I spent a chunk of my morning watching Nikki Haley's kickoff speech in South Carolina, a task that forced me to endure the evangelical invocation of a man named John Hagee.
You might already be familiar with Hagee. In 2011, my colleague Tim Murphy wrote about the incendiary pastor best known for bashing Catholicism and declaring that the anti-Christ would be gay. "Readers will be shocked by the clear record of history linking Adolf Hitler and the Roman Catholic Church in a conspiracy to exterminate the Jews," Hagee once wrote. (He apologized later.) Now, you'd think that a figure like Hagee would be too much for Haley, a Republican commonly—and in my opinion, wrongly—referred to as a moderate. But there he was in South Carolina this morning, basking in glowing praise. "Pastor Hagee, I still say I want to be you when I grow up," Haley told him.

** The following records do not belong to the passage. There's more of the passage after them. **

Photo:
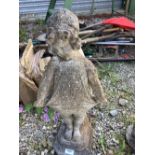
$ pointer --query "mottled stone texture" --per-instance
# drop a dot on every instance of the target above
(70, 84)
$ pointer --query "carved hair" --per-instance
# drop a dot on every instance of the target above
(65, 25)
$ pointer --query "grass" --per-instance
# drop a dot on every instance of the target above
(123, 147)
(102, 143)
(128, 120)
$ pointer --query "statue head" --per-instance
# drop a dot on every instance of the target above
(62, 33)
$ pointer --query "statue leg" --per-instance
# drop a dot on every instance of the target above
(69, 127)
(77, 124)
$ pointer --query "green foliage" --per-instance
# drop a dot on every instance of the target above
(28, 107)
(23, 36)
(39, 22)
(123, 147)
(50, 113)
(102, 142)
(39, 111)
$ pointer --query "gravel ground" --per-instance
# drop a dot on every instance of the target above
(109, 121)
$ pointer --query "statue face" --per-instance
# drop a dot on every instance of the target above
(58, 43)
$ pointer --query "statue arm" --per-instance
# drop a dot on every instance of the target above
(46, 85)
(95, 83)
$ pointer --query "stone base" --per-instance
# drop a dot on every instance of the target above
(64, 147)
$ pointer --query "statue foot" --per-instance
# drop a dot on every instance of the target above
(68, 135)
(77, 136)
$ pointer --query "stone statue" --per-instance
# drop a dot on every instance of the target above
(70, 84)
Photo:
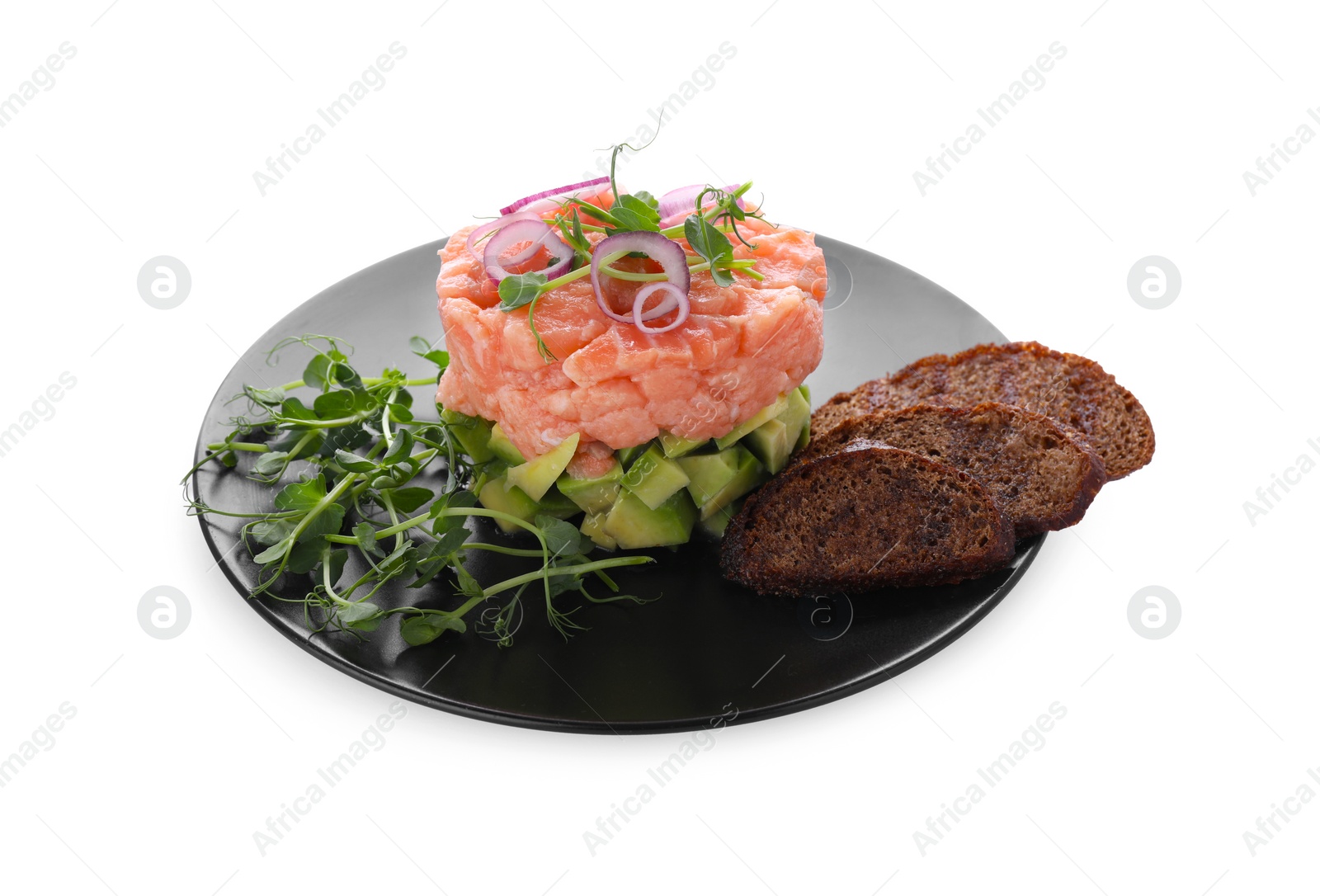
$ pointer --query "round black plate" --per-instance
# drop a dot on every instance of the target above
(706, 652)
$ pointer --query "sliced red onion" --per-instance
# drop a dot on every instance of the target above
(492, 226)
(556, 191)
(534, 231)
(684, 200)
(659, 248)
(673, 299)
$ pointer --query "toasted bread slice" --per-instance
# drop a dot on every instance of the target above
(1040, 474)
(1071, 389)
(865, 517)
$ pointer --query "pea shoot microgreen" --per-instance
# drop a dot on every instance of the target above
(373, 495)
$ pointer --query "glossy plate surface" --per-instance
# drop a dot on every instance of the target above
(706, 649)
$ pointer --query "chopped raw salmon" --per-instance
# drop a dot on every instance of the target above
(739, 349)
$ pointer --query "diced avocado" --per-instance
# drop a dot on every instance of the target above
(593, 526)
(771, 442)
(653, 477)
(633, 524)
(805, 437)
(716, 524)
(503, 449)
(536, 477)
(498, 495)
(675, 446)
(769, 412)
(473, 435)
(630, 454)
(719, 479)
(556, 504)
(796, 415)
(593, 495)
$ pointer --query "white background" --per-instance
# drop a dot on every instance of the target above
(1135, 145)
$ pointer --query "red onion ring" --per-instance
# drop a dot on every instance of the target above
(684, 200)
(492, 226)
(671, 257)
(539, 233)
(675, 299)
(514, 206)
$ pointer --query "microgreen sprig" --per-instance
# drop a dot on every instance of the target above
(356, 503)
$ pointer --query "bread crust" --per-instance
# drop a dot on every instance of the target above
(1077, 394)
(799, 536)
(1043, 475)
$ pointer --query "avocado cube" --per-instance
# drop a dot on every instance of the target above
(630, 454)
(676, 446)
(554, 503)
(593, 495)
(716, 524)
(796, 416)
(769, 412)
(653, 478)
(498, 495)
(633, 524)
(771, 442)
(536, 477)
(503, 449)
(593, 526)
(719, 479)
(472, 433)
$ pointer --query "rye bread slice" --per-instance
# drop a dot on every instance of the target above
(1040, 474)
(1071, 389)
(865, 517)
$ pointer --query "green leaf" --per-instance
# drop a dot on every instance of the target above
(712, 246)
(301, 495)
(563, 539)
(320, 372)
(407, 500)
(635, 214)
(271, 464)
(329, 405)
(362, 616)
(706, 240)
(519, 290)
(328, 521)
(353, 462)
(271, 532)
(426, 629)
(400, 449)
(366, 536)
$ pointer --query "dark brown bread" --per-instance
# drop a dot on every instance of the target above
(865, 517)
(1071, 389)
(1040, 474)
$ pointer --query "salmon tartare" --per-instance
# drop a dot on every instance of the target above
(545, 361)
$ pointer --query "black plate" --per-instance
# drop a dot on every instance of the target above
(706, 651)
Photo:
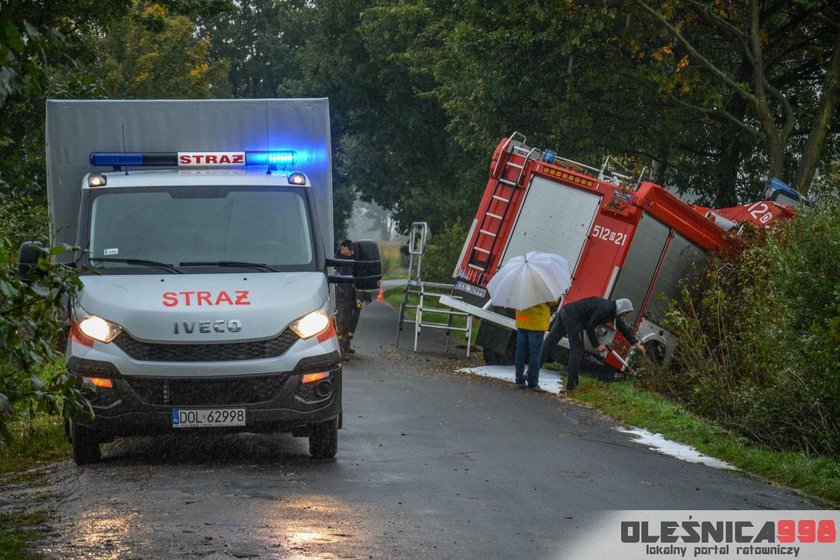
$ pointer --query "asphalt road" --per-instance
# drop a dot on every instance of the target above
(431, 464)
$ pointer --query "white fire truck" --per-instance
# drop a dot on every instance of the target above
(205, 254)
(622, 239)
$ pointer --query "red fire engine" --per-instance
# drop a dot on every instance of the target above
(621, 239)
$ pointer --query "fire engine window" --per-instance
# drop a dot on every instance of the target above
(208, 224)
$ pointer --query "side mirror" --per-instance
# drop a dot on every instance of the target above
(30, 252)
(368, 267)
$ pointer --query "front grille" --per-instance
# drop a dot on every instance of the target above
(219, 352)
(204, 391)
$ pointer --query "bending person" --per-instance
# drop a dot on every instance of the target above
(584, 315)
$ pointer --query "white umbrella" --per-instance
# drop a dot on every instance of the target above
(529, 279)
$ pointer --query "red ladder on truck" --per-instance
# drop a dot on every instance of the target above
(509, 175)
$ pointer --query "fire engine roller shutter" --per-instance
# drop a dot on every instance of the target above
(553, 218)
(642, 260)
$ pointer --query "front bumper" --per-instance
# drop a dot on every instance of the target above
(280, 402)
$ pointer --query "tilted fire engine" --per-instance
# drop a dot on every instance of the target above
(621, 239)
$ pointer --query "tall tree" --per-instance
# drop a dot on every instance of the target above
(780, 60)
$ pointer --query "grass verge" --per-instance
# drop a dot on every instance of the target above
(17, 531)
(34, 441)
(816, 476)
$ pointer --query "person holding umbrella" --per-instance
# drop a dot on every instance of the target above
(531, 324)
(530, 283)
(584, 315)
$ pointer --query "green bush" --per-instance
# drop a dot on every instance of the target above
(30, 326)
(759, 338)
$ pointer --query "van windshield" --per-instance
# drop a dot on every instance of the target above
(191, 229)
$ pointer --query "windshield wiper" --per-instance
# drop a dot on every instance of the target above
(142, 262)
(235, 264)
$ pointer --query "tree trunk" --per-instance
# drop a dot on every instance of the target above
(822, 120)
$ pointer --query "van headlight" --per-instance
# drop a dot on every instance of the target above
(312, 324)
(99, 329)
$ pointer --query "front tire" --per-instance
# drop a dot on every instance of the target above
(85, 445)
(323, 439)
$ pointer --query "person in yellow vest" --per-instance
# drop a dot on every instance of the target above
(531, 324)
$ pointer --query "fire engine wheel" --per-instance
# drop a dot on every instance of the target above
(323, 439)
(85, 445)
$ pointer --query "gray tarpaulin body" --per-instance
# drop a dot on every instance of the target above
(74, 128)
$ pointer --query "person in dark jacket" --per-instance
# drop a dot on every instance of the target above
(347, 307)
(583, 316)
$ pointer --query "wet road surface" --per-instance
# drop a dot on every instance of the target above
(431, 464)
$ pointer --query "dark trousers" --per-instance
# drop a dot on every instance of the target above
(555, 333)
(568, 327)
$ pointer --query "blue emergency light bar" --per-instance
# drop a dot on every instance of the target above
(270, 158)
(280, 158)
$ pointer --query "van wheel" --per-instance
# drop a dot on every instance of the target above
(85, 445)
(323, 439)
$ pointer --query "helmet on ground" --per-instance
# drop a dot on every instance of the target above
(623, 306)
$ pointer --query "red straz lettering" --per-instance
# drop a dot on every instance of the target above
(205, 298)
(196, 159)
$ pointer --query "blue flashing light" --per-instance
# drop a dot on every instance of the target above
(549, 156)
(279, 158)
(116, 159)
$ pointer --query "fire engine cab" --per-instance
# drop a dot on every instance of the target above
(622, 239)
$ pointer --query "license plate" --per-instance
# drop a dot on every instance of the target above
(207, 417)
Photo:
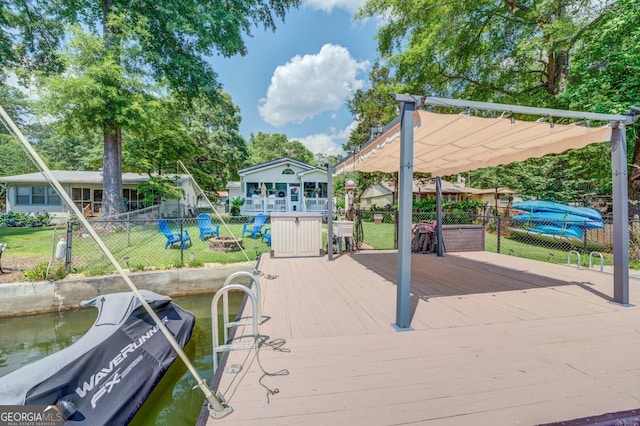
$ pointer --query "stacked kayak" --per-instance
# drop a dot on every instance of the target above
(553, 222)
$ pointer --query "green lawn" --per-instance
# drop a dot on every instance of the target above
(142, 247)
(137, 247)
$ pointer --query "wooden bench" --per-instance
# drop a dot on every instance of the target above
(3, 246)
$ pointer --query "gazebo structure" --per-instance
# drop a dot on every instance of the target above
(446, 144)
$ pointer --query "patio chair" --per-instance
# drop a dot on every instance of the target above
(254, 228)
(207, 229)
(266, 236)
(174, 237)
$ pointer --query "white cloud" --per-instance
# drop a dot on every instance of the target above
(328, 5)
(327, 143)
(311, 84)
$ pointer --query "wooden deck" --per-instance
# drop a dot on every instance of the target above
(495, 340)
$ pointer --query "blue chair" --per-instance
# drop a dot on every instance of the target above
(266, 236)
(174, 237)
(207, 229)
(254, 228)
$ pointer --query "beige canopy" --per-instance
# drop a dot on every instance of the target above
(446, 144)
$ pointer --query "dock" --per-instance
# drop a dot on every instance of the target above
(494, 340)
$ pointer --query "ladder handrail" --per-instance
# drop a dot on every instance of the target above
(214, 319)
(256, 288)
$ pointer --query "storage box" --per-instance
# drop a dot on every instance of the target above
(296, 234)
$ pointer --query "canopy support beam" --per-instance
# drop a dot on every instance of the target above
(408, 104)
(620, 214)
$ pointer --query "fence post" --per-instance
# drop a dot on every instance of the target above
(181, 238)
(67, 255)
(499, 232)
(395, 230)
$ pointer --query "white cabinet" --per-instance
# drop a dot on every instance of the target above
(296, 234)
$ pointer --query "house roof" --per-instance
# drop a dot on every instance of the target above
(81, 177)
(274, 163)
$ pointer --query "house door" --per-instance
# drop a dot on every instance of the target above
(294, 196)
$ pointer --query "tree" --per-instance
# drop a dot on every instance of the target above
(373, 108)
(14, 159)
(530, 52)
(170, 40)
(605, 75)
(264, 147)
(215, 129)
(507, 51)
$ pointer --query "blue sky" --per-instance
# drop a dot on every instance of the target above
(297, 79)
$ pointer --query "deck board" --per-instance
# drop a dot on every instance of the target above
(494, 339)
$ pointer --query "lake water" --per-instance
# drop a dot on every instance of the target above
(173, 402)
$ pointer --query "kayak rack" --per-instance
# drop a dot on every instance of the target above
(569, 257)
(601, 259)
(223, 293)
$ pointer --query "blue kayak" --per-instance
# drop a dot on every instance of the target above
(559, 220)
(535, 206)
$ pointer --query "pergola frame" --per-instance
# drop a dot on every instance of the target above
(409, 103)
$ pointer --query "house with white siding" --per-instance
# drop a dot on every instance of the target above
(283, 185)
(32, 192)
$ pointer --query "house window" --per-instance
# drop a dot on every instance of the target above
(130, 199)
(81, 197)
(37, 195)
(315, 190)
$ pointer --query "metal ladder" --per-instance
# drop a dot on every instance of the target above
(253, 294)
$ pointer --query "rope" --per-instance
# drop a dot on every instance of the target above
(276, 345)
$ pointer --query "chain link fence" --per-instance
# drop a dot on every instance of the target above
(137, 243)
(564, 242)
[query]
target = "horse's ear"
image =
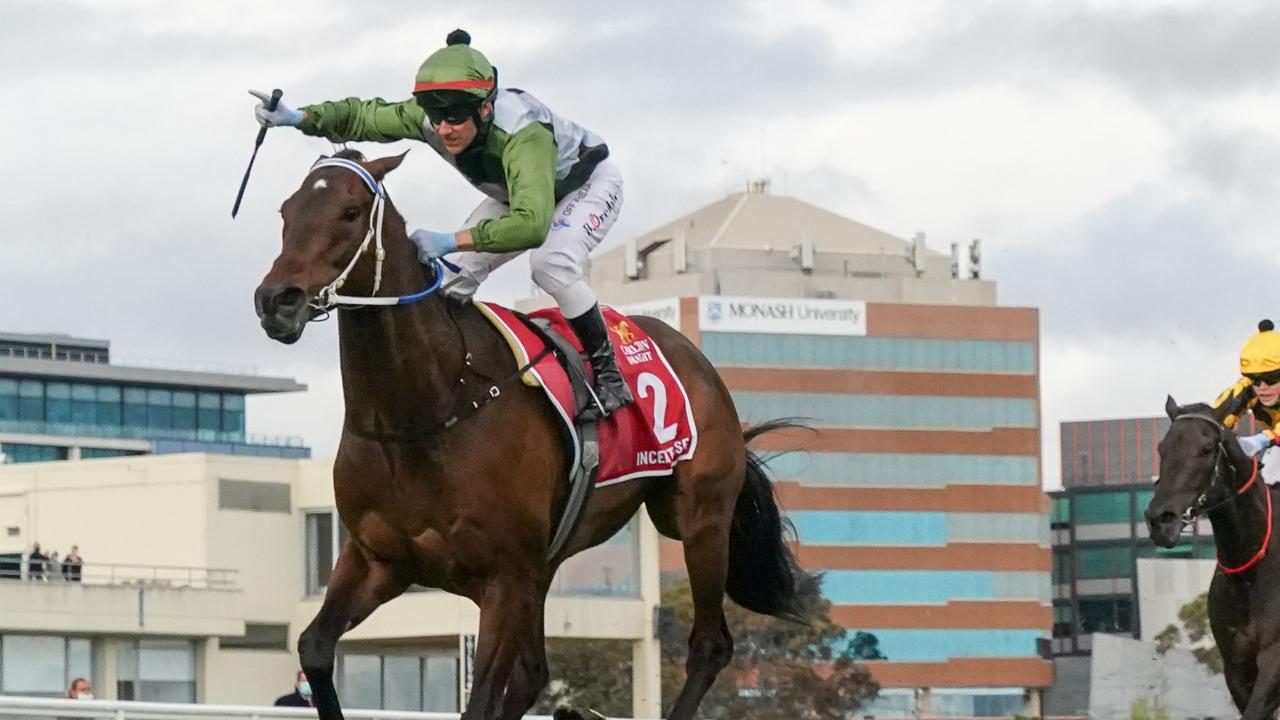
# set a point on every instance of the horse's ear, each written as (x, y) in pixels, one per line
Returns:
(380, 167)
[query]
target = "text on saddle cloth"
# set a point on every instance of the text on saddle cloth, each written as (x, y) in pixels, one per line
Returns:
(644, 438)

That embrace is chilling stuff. It's also one of endless reasons I believe that, as Haley reminded today, Republicans keep losing the popular vote. But Haley, of course, doesn't see that; she apparently believes that it's crappy candidates like Donald Trump who keep the GOP from winning the popular vote.
But as I explain here, the GOP continues to oppose policies overwhelmingly popular with American voters, including abortion rights and gun control. For me, it's this relentless opposition, and the embrace of awful people such as Hagee, that plays a much bigger role in their losing streak. Well, Trump took the bait anyway—and that might be the only thing that matters to people like Haley.